How Much Does Artificial Intelligence (AI) Solutions Development Cost In 2021-2022?

Artificial Intelligence (AI) and Machine Learning (ML) are among the most buzzed words in the IT industry in recent years, with a plethora of AI-based solutions that transform business processes in various industries, offering enhanced customer experience while bringing in more revenue at the same time.

Thanks to the numerous benefits that those AI-based solutions already deliver, many companies are now looking to invest in building their own AI-based solutions for their business process optimizations and also to gain a competitive edge in an increasingly competitive market.

However, before diving into the details of AI implementation cost, business organizations need to take a good look at the big picture, specifically the opportunity cost of AI implementation both in the short-term and long term.

In particular, how AI can benefit your businesses by helping a capture a larger market share keeping up with competitors through optimized business processes boosting employee productivity, and transforming customers' experience in a highly personalized way.

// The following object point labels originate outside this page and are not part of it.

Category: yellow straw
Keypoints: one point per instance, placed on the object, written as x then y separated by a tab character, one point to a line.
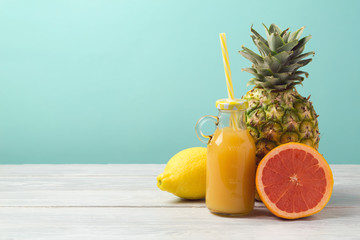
228	74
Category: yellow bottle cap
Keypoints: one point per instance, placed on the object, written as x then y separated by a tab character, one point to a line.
231	104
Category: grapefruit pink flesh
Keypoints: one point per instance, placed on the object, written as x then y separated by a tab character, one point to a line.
295	181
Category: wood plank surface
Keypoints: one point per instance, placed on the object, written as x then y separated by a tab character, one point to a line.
123	202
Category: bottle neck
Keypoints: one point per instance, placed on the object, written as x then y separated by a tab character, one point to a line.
229	117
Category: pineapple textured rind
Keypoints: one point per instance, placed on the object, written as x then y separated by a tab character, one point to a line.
275	118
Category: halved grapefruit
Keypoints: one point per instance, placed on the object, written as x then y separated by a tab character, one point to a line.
294	181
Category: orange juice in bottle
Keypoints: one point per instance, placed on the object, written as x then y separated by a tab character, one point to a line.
231	166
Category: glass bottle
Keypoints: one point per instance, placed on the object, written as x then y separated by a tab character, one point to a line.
231	165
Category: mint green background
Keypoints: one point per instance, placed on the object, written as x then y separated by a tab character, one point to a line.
105	81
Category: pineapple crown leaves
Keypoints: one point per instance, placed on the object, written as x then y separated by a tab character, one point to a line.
281	55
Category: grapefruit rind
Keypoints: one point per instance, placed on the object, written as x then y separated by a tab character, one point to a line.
322	164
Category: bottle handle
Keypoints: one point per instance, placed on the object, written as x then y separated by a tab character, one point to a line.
202	137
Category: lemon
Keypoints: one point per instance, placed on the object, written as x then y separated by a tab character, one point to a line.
185	174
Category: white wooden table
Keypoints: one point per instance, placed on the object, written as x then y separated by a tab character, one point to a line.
122	202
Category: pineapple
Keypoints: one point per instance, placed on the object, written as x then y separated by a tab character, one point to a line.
277	113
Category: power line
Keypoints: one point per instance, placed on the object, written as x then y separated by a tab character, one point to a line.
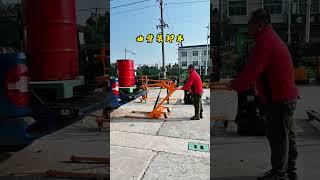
134	9
129	4
146	7
188	2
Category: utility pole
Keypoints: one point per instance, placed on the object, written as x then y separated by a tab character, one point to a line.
289	20
162	26
127	51
207	60
307	38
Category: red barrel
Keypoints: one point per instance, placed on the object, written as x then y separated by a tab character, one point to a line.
126	73
51	39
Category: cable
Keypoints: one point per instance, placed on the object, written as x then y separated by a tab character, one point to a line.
188	2
134	9
124	5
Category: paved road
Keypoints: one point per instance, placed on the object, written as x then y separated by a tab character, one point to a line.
158	149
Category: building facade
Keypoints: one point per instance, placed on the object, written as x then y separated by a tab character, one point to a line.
237	13
195	55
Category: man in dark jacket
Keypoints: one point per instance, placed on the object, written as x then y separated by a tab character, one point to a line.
194	85
270	68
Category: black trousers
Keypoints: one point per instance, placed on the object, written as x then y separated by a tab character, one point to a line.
282	136
197	103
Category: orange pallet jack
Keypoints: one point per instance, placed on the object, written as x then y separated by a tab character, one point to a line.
159	110
150	83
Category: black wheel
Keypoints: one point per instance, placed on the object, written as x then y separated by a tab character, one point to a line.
225	123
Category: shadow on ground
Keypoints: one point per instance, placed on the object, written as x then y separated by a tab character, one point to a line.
4	156
236	178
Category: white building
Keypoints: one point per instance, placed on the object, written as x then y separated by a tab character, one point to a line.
196	55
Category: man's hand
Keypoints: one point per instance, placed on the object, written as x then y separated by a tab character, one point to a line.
229	84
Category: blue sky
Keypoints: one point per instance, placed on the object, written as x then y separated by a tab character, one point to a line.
189	19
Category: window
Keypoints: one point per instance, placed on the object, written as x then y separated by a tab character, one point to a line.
237	7
184	54
315	6
273	6
205	52
195	53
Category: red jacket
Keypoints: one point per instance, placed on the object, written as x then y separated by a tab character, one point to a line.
194	83
270	67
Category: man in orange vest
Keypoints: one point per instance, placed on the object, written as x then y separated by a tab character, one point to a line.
194	85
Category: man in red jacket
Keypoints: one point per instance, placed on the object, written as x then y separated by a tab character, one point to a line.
271	69
194	84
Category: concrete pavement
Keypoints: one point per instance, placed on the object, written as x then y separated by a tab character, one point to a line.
149	149
245	158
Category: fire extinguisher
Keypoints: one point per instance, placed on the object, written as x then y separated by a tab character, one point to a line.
115	86
17	81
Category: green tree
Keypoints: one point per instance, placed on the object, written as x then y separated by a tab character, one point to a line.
152	71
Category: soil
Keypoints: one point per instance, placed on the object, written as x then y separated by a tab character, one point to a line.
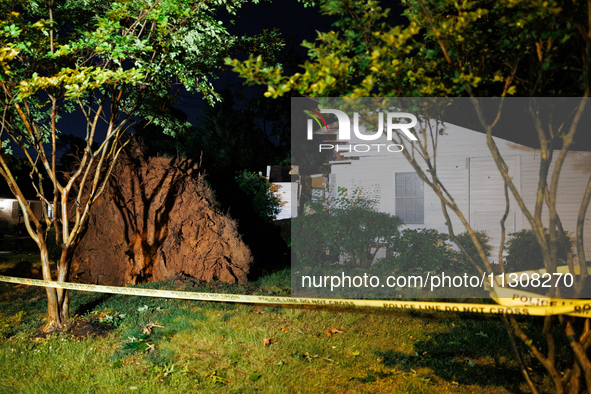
158	220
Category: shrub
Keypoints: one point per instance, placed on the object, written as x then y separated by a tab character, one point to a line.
418	251
312	236
264	202
524	252
347	225
462	263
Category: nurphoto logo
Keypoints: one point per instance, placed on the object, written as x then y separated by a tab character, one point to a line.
344	132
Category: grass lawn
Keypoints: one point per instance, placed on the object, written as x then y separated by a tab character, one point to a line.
121	344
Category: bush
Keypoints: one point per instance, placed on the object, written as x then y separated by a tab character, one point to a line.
524	253
419	251
347	225
312	236
462	263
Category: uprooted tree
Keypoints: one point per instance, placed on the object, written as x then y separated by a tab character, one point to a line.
474	49
105	65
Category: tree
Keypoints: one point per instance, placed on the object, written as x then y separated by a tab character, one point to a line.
473	49
109	64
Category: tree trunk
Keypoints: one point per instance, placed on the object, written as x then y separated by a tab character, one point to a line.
57	299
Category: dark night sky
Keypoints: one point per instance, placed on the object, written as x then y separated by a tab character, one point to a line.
296	23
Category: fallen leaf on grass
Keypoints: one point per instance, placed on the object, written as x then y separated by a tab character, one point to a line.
147	329
332	330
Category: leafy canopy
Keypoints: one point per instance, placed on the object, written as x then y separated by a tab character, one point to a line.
489	47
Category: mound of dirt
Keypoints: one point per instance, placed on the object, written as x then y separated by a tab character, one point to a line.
158	220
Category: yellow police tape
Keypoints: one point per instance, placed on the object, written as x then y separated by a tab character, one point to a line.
510	301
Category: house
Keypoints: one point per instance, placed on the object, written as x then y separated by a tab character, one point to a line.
285	186
468	172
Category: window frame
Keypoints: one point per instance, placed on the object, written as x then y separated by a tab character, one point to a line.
400	196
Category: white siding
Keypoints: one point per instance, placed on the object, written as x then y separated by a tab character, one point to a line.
467	170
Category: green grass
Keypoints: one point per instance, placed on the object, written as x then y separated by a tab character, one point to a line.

By skipping AI implementation, which is costly, your business might be able to cut down on the development costs but the long-term consequence could be much more expensive by losing market share to competitors.

In this article, we take a look at a number of key factors affecting the cost of AI implementation.


As mentioned in previous blog posts, AI and ML technologies surely have a lot to offer with many promising AI use cases for retail and other businesses across industries.

By automating menial and repetitive tasks as well as providing actionable insights to support better business decision makings, many AI-based solutions have become pervasive in the daily operations of many businesses.

For example, E-commerce companies can leverage Machine Learning algorithms to provide personalized suggestions to their customers based on their past behaviors. In many cases, AI-powered chatbots prove to be very effective in substituting for human-providing customer experience.

Moreover, AI technologies also help businesses in gaining a highly competitive edge by making predictive analytics allowing businesses to forecast, for instance, inventory level and machinery maintenance, together with many other various use cases.  

The fundamentals of IT Project Estimating

Before diving into AI cost, let’s have a quick reminder of IT project estimation fundamentals since AI project costs are an adaptation and evolution from that. 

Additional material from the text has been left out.